Rally Review: My Portfolio - part 2

This recent rally is no excuse to accept satisfaction with my holdings so I am continuing my portfolio review from part 1: Recession Review.

Continued in alphabetical order:

Exponent (EXPO)

-This consulting firm has had solid growth for many years and continues to be a leader in a new and expanding market. They have a team of very talented professionals that in turn helps attract more very talented professionals which in the past has consistently provided earnings growth crushing analyst expectations. Its low $400m market cap attracts little attention from wall street and I think is a large reason why it has not been priced up to a more accurate valuation around $6-700m.
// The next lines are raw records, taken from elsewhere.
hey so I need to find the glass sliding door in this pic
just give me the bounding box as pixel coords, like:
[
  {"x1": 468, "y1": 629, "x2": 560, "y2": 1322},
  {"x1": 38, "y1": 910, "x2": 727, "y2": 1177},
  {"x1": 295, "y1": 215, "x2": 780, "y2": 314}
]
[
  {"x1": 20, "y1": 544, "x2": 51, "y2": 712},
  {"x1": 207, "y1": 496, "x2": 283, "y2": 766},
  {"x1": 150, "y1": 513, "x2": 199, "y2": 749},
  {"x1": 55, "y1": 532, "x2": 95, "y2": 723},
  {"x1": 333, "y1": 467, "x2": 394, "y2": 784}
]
Bottom line: This type of consulting firm has a very small place in the market right now and there is a lot of ‘wait-and-see’ type thought out there, but the information we do have suggests impressive growth and I think a $1.5b footprint is very reasonable in five years.

Landec Corp (LNDC)

-I am having trouble valuing this company because their past growth has been something I don’t understand particularly well and a recent sale of one of their subsidiaries has really skewed their numbers. However, analysts like it, CAPS all-stars like it, they have strong projected earnings growth, and the recent hit to agriculture suggest to me that it is worth at least somewhat more than what it is trading at now. It is one I will continue to watch very closely in the near future and may be ready to drop if I find something great.

Bottom line: I think the market valuation of $240m is relatively accurate and perhaps only slightly depressed by recession fears. Still, I am expecting market beating returns somewhere between $400 and $800 million (this range is a problem, I’m working on it) in five years.

NVDIA Corp (NVDA)

-This has been a popular tech stock for traders and has had really high volatility in recent days. However, long-term they are the leader by far in GPUs and they are focused intensely on positioning them self as the only viable chip maker worthy of bringing high end graphics processing to the masses. AMDs acquisition of ATI has produced less than perfect results and we’re still waiting to see how it turns out, but Nvdia is not letting this opportunity go away, it is rapidly building market share while ATI just tries to stay alive. This is the top dog with proven success in a fast growing market.

Bottom line: I would be willing to pay for up to a $23 billion valuation for NVDA, a 60% premium to its current price. Pending any major changes in the graphics market (that’s a big ‘if’ though), I think $100b on $5b earnings is a realistic five year goal.

Tsakos Energy Navigation (TNP)

-I love how cheap this oil transport company is. They have outstanding efficiency and proven growth strategies with little regard to the price of oil. Still, their valuation predicts declining earnings going forward. They do have large competitors that would love to gobble them up, but I think they are just too damn good at what they do to be eaten by a bigger fish. They already have a stronghold in the market and I think the big guys are really the ones needing to worry about losing market share. I will, however, exercise caution and keep a close eye on them in the near future.

Bottom Line: $1 billion is far too cheap for the performance this company promises to deliver in the future and has demonstrated in the past. $2 billion is more in line with where they stand and I expect a high probability of consistent growth to $6 billion on $500m earnings.

USG Corp (USG)

-USG is a leader in commercial and residential building materials yet they have been priced to pieces by slowing home growth. They will have downsizing pains from missed expectations of demand growth in the housing markets, but they are a well diversified supplier of materials in the commercial and industrial industries in addition to holding huge capital reserves. They have the staying power to weather the storm, and when it’s over, they will come out with a bang. Besides, Berkshire recently increased its position during the housing bubble burst and if it’s good enough for Buffet, it’s good enough for me.

Bottom line: Its $3b valuation is insulting to its earning potential and billions in cash and inventory. It’s not a pretty picture right now sure, but a company with a balance sheet like this, proven growth, and expanding market share deserves nothing less than a five year valuation of $10 billion.